Not sure anyone has started using it in production.

summarity · 5h ago
Getting LLM inference running on any thing is going to be the next “it runs Doom”
willvarfar · 2h ago
Can we expect to see matrix multiplication and perhaps other ops move from classic CPUs out into the DRAM, perhaps with deliberate hardware support?

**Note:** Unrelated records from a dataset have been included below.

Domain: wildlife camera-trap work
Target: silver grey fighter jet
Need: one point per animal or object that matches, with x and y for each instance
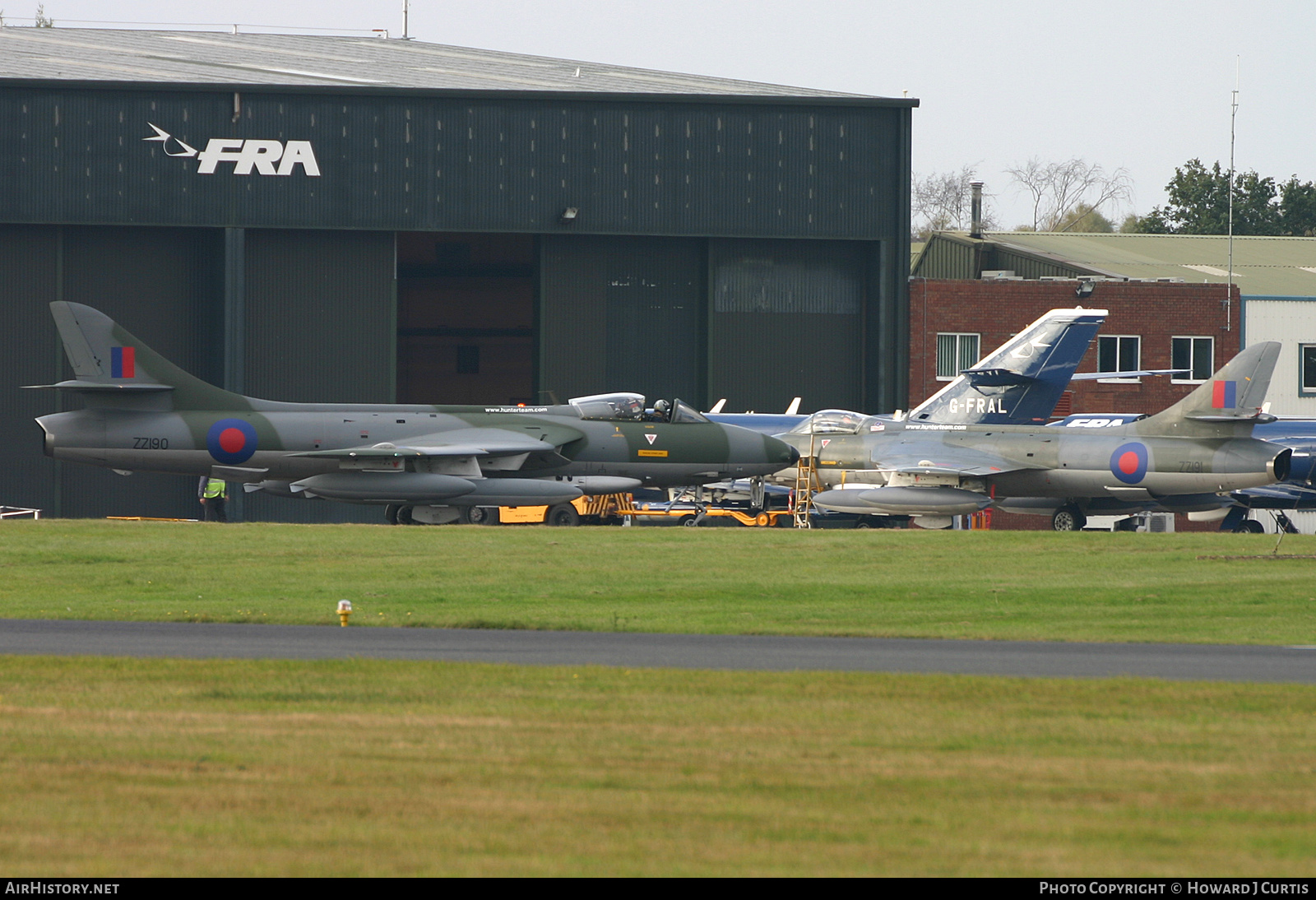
(427, 463)
(1182, 458)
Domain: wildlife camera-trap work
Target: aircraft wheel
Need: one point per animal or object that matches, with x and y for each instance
(563, 515)
(477, 516)
(1069, 518)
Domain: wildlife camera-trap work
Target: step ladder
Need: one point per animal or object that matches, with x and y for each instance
(806, 485)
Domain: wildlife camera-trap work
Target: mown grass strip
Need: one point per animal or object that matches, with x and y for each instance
(366, 768)
(1017, 586)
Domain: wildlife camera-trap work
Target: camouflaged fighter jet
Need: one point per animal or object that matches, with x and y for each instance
(425, 463)
(1182, 458)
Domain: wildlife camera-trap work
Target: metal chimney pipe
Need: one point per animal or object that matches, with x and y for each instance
(977, 210)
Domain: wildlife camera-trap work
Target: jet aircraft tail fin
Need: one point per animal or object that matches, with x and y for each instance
(1228, 403)
(112, 368)
(1022, 381)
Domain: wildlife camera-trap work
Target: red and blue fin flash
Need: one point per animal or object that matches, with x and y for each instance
(123, 362)
(1224, 395)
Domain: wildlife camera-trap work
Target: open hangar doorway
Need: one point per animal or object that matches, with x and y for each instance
(466, 318)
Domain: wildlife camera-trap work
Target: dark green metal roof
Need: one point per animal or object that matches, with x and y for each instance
(207, 58)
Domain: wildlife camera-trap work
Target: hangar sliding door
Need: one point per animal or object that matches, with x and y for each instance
(786, 318)
(622, 313)
(320, 328)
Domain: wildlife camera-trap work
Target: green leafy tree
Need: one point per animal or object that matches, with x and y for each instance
(1199, 203)
(1298, 208)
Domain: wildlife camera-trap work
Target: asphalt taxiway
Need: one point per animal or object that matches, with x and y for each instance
(642, 650)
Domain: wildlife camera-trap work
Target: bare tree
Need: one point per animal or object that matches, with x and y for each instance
(1057, 190)
(943, 202)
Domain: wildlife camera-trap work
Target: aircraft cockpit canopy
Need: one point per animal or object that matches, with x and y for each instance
(611, 406)
(831, 421)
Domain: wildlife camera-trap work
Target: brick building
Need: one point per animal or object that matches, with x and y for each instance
(1151, 325)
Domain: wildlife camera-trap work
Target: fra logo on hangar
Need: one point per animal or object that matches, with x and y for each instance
(247, 155)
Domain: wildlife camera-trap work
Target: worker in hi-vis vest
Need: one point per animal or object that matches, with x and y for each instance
(212, 494)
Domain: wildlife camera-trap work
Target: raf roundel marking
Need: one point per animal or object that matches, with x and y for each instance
(1129, 462)
(232, 441)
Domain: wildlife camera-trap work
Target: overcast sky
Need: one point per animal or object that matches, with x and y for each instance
(1138, 85)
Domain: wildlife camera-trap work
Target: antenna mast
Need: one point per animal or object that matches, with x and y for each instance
(1234, 114)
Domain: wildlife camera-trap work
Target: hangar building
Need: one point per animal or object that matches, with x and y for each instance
(377, 220)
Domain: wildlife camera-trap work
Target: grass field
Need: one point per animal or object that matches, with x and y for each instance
(982, 584)
(368, 768)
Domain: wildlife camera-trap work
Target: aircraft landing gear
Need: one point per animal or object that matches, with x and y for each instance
(1069, 518)
(477, 516)
(563, 515)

And does such a processing shift give advantage to Samsung etc? Where does this leave NVIDIA etc?

imtringued · 58m ago
Your questions are kind of amusing since Apple will use LPDDR6-PIM on the next generation of iPhones.

https://www.patentlyapple.com/2024/12/apple-plans-to-transit...

xiphias2 · 1h ago
This woule be a cool way to make a cheap inferencing device for the largest LLMs
swimwiththebeat · 2h ago
So is this a new technique of doing computations within existing DRAM to overcome the memory wall issue of modern computing?